The mean numbers of retches were 12.80 ± 5.39, 35.80 ± 8.47, 91.20 ± 51.24 and 7.60 ± 3.59 for aqueous, n-hexane, ethyl acetate, and butanol, fractions respectively (Figure 1). The value for the crude extract was 33.80 ± 18.74. On analysis, only the mean value of the positive control (chlorpromazine) was statistically significant.

Figure 1: Antiemetic activity of the crude extract and fractions of Ocimum gratissimum.

When compared with the negative control, the percentage reductions were 65.15%, 86.80%, 63.09%, 5.98% and 92.16% for crude extract, aqueous fraction, n- hexane fraction, ethyl acetate fraction, and butanol fraction, respectively. On the other hand, chlorpromazine (positive control) reduced the retches by 98.97% (Table 1).

Table 1: The percentage reduction in number of retches in the chick emetic model.

The result shows that butanol fraction had the highest percentage reduction of retches (92.16%).

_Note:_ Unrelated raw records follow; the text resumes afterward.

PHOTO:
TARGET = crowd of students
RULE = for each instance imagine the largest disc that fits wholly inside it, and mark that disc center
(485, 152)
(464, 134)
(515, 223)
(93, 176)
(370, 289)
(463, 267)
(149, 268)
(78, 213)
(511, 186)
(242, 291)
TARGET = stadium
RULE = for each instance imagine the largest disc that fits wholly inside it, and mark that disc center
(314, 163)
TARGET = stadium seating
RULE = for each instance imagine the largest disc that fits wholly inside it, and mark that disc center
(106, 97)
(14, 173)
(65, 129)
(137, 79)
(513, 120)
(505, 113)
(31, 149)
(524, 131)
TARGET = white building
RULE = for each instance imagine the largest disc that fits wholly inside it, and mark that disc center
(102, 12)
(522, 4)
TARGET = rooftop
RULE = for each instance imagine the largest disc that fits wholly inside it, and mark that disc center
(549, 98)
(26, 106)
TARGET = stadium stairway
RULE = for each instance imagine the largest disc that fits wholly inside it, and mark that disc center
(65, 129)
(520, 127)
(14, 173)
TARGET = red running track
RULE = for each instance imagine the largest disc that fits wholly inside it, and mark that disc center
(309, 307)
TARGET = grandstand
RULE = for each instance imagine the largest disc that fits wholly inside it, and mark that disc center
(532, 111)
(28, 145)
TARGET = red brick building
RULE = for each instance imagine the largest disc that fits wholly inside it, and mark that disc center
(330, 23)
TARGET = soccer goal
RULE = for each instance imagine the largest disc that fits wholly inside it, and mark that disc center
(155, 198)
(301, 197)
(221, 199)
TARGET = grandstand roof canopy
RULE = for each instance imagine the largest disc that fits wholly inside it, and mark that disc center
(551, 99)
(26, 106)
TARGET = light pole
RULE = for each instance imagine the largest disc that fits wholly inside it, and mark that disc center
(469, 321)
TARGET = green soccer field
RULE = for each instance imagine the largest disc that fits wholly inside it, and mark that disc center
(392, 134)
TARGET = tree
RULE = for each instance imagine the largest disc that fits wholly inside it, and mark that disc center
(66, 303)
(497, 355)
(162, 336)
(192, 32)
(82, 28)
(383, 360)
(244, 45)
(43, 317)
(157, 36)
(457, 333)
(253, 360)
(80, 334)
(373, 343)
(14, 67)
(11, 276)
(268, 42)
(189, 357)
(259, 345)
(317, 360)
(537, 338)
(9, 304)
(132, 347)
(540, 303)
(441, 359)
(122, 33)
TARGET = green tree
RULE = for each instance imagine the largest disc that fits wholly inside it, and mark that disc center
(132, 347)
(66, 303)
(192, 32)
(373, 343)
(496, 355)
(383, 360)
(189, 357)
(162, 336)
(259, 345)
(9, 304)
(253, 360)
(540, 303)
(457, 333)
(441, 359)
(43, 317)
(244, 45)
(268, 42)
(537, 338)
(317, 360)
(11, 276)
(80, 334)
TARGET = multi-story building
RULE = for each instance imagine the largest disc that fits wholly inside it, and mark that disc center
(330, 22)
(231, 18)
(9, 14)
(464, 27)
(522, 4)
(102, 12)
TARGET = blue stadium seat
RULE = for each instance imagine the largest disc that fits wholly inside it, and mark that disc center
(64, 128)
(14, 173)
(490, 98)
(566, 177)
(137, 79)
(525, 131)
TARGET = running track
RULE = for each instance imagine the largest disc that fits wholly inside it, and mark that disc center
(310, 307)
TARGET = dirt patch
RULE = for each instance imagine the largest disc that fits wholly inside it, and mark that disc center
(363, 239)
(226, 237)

The discovery of more efficacious and safer candidate molecules from natural remedies usually follows a bioassay-guided screening of crude and fractions. This present study investigated the anti-emetic activities of O. gratissimum fractions. This plant was chosen for further study since a previous comparative anti-emetic screening of five selected plants (Portulacaoleracea, Mesuaferrea, Murrayakoenigii, Fagoniacretica and Ocimum gratissimum) showed that O. gratissimum elicited the highest anti-emetic activity (95.02%) [9].

The mean values of our test samples were not statistically significant possibly due to the dose administered. It is possible that the values will be significant at higher doses. The dose of 150 mg/kg body weight O. gratissimum was chosen since the previous study had reported a 95.02% inhibition of emesis at this dose. That study also showed that 150 mg/kg of chlorpromazine (30.98 %) was less effective than 150 mg/ kg of crude methanol extract of O. grastissimum extract (95.02 %). This is at variance with the results of our study.

The difference between the earlier report [9] and our result may be due to ecological factors. Medicinal plants grown in different environments produce different contents of secondary metabolites, resulting in differences in their pharmacological activities. The primary ecological factors affecting the active ingredient contents include annual average precipitation, temperature variation, frost-free period, annual sunshine duration, soil pH, organic matter, and rapidly available soil elements [11].

Available data from our study shows that the anti-emetic ingredients are concentrated in the butanol and aqueous fractions. Consequently, there may be a need to screen these 2 fractions at higher doses for statistically significant activity. Phytochemical constituents present in O. gratissimum are flavonoids, alkaloid, tannin, essential oils, phenols, and saponins [12]. The class of compounds identified with anti-emetic activities so far include cannabinoids, chalcones, diarylheptanoids, flavonoids, glucosides, hydroxycinnamic acids, lignans, phenylpropanoids, polysaccharides, saponins and terpenes (sesqui & triterpenes) [10].

This study showed that butanol fraction possessed the most potent anti-emetic compounds. These compounds are more potent than the crude extract and other fractions. Supplementary studies are further required to isolate the active principles in butanol fraction responsible for the anti-emetic activity as well to also establish its specific molecular mechanism of action.